[<prev] [next>] [<thread-prev] [thread-next>] [day] [month] [year] [list]
Message-ID: <CANn89iLGfEe6HM=2E1wjU89eeS1YwnPcCHpgZqQ=dWuaGV2k+A@mail.gmail.com>
Date: Fri, 27 Sep 2024 13:27:40 +0200
From: Eric Dumazet <edumazet@...gle.com>
To: Hillf Danton <hdanton@...a.com>
Cc: syzbot <syzbot+05f9cecd28e356241aba@...kaller.appspotmail.com>,
linux-kernel@...r.kernel.org,
Tetsuo Handa <penguin-kernel@...ove.sakura.ne.jp>, Boqun Feng <boqun.feng@...il.com>,
Linus Torvalds <torvalds@...ux-foundation.org>, netdev@...r.kernel.org,
syzkaller-bugs@...glegroups.com
Subject: Re: [syzbot] [net?] INFO: task hung in new_device_store (5)
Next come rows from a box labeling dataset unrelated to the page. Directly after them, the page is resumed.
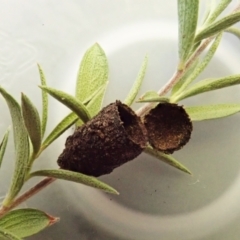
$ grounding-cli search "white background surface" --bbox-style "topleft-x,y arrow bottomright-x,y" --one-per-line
0,0 -> 240,240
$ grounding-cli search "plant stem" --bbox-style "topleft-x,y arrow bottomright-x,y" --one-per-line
136,36 -> 215,117
0,177 -> 56,217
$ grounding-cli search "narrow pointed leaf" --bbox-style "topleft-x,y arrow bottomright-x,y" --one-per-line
195,12 -> 240,42
40,86 -> 91,122
83,82 -> 108,105
0,88 -> 29,206
173,34 -> 222,98
175,75 -> 240,101
38,64 -> 48,137
0,129 -> 9,167
29,169 -> 118,194
178,0 -> 199,69
225,27 -> 240,39
205,0 -> 232,26
144,146 -> 192,174
0,227 -> 22,240
185,104 -> 240,121
137,91 -> 169,103
76,43 -> 108,115
22,93 -> 42,154
0,208 -> 59,238
41,112 -> 79,150
171,59 -> 199,96
86,82 -> 108,117
124,56 -> 148,106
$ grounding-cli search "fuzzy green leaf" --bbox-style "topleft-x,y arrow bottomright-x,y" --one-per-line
0,129 -> 9,170
86,82 -> 108,116
0,87 -> 29,206
225,27 -> 240,39
29,169 -> 118,194
204,0 -> 232,26
174,75 -> 240,101
137,91 -> 169,103
185,103 -> 240,121
0,227 -> 22,240
76,43 -> 108,116
124,56 -> 148,106
195,12 -> 240,42
22,93 -> 42,154
171,58 -> 199,96
41,112 -> 79,150
40,86 -> 91,122
178,0 -> 199,69
144,146 -> 192,175
0,208 -> 59,238
38,64 -> 48,137
172,34 -> 222,99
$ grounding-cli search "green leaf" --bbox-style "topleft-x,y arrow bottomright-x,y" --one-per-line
86,82 -> 108,117
195,12 -> 240,42
204,0 -> 232,25
0,208 -> 59,238
171,34 -> 222,100
41,112 -> 79,151
171,58 -> 199,96
144,146 -> 192,175
40,86 -> 91,122
38,64 -> 48,137
76,43 -> 108,116
174,75 -> 240,101
225,27 -> 240,39
0,129 -> 9,170
41,84 -> 107,151
0,227 -> 22,240
185,103 -> 240,121
22,93 -> 42,154
124,56 -> 148,106
29,169 -> 119,194
0,87 -> 29,206
137,91 -> 169,103
178,0 -> 199,69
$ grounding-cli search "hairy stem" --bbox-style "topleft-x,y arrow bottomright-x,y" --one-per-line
0,177 -> 56,217
136,36 -> 215,117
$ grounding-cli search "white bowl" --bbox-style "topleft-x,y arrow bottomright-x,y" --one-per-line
0,0 -> 240,240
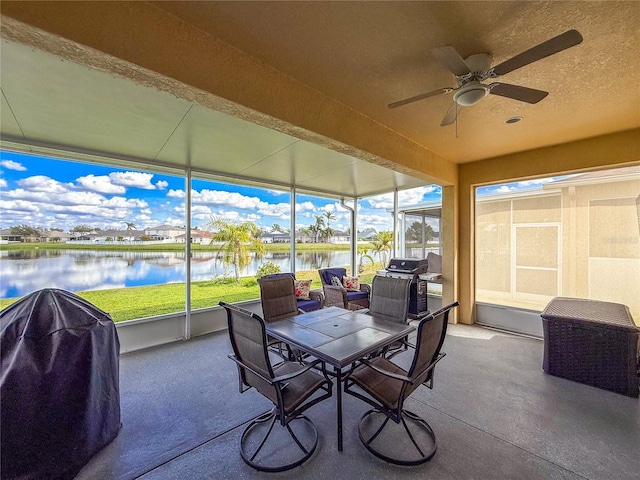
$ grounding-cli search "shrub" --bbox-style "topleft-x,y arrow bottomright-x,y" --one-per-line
256,262 -> 280,279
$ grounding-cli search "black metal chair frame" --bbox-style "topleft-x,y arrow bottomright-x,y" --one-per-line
344,302 -> 458,465
219,302 -> 333,472
366,275 -> 412,358
258,275 -> 305,360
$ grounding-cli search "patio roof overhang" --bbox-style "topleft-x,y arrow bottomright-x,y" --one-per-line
0,39 -> 427,198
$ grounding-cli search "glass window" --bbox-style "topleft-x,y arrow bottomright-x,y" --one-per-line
475,167 -> 640,318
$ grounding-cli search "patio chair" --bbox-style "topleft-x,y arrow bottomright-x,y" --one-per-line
258,272 -> 324,312
318,267 -> 371,308
322,285 -> 365,310
368,275 -> 411,358
258,274 -> 304,360
220,302 -> 332,472
344,302 -> 458,465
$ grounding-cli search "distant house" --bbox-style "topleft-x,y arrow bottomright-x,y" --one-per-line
42,230 -> 73,242
358,228 -> 378,242
144,225 -> 185,242
0,228 -> 73,243
261,230 -> 291,243
329,231 -> 351,243
70,230 -> 144,243
175,230 -> 213,245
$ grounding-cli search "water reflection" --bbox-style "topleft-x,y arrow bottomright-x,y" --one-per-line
0,250 -> 350,298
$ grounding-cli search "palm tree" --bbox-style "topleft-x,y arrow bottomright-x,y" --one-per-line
371,231 -> 393,267
206,217 -> 265,283
124,222 -> 136,241
323,210 -> 336,242
309,215 -> 324,243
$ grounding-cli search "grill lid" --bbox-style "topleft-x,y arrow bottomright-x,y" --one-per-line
387,258 -> 427,275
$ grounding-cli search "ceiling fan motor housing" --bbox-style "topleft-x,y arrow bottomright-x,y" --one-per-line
453,82 -> 490,107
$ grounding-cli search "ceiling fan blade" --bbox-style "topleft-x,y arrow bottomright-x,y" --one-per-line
389,88 -> 454,108
431,45 -> 471,76
440,102 -> 458,127
489,82 -> 549,103
493,30 -> 582,76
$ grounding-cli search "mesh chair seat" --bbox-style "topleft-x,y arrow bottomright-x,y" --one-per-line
344,302 -> 458,465
369,275 -> 411,358
220,302 -> 333,472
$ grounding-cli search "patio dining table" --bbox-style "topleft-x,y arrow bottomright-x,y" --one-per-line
266,307 -> 414,451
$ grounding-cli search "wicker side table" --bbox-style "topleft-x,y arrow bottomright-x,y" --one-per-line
541,297 -> 640,397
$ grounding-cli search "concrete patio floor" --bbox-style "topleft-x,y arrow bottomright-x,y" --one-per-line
76,325 -> 640,480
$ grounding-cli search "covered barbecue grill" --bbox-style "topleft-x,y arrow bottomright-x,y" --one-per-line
387,258 -> 428,318
0,289 -> 120,480
386,252 -> 442,319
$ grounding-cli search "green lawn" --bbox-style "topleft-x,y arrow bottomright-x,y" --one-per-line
0,263 -> 380,322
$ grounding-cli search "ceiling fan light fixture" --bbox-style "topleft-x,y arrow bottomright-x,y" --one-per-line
453,83 -> 489,107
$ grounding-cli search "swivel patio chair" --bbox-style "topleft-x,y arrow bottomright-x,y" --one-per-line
258,275 -> 304,360
344,302 -> 458,465
318,267 -> 371,308
258,272 -> 324,312
220,302 -> 332,472
322,285 -> 365,310
368,275 -> 411,358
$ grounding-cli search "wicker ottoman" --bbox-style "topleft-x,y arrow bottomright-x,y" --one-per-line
541,297 -> 640,397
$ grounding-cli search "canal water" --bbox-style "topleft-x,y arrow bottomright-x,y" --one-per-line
0,250 -> 350,298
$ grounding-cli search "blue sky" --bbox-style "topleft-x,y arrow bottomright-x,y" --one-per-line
0,151 -> 441,232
On Fri, Sep 27, 2024 at 1:24 PM Eric Dumazet <edumazet@...gle.com> wrote:
>
> On Fri, Sep 27, 2024 at 1:05 PM Hillf Danton <hdanton@...a.com> wrote:
> >
> > On Thu, 26 Sep 2024 22:14:14 +0200 Eric Dumazet <edumazet@...gle.com>
> > > On Thu, Sep 26, 2024 at 7:58 PM syzbot wrote:
> > > >
> > > > Hello,
> > > >
> > > > syzbot found the following issue on:
> > > >
> > > > HEAD commit: 97d8894b6f4c Merge tag 'riscv-for-linus-6.12-mw1' of git:/..
> > > > git tree: upstream
> > > > console output: https://syzkaller.appspot.com/x/log.txt?x=12416a27980000
> > > > kernel config: https://syzkaller.appspot.com/x/.config?x=bc30a30374b0753
> > > > dashboard link: https://syzkaller.appspot.com/bug?extid=05f9cecd28e356241aba
> > > > compiler: Debian clang version 15.0.6, GNU ld (GNU Binutils for Debian) 2.40
> > > >
> > > > Unfortunately, I don't have any reproducer for this issue yet.
> > > >
> > > > Downloadable assets:
> > > > disk image: https://storage.googleapis.com/syzbot-assets/bd119f4fdc08/disk-97d8894b.raw.xz
> > > > vmlinux: https://storage.googleapis.com/syzbot-assets/4d0bfed66f93/vmlinux-97d8894b.xz
> > > > kernel image: https://storage.googleapis.com/syzbot-assets/0f9223ac9bfb/bzImage-97d8894b.xz
> > > >
> > > > IMPORTANT: if you fix the issue, please add the following tag to the commit:
> > > > Reported-by: syzbot+05f9cecd28e356241aba@...kaller.appspotmail.com
> > > >
> > > > INFO: task syz-executor:9916 blocked for more than 143 seconds.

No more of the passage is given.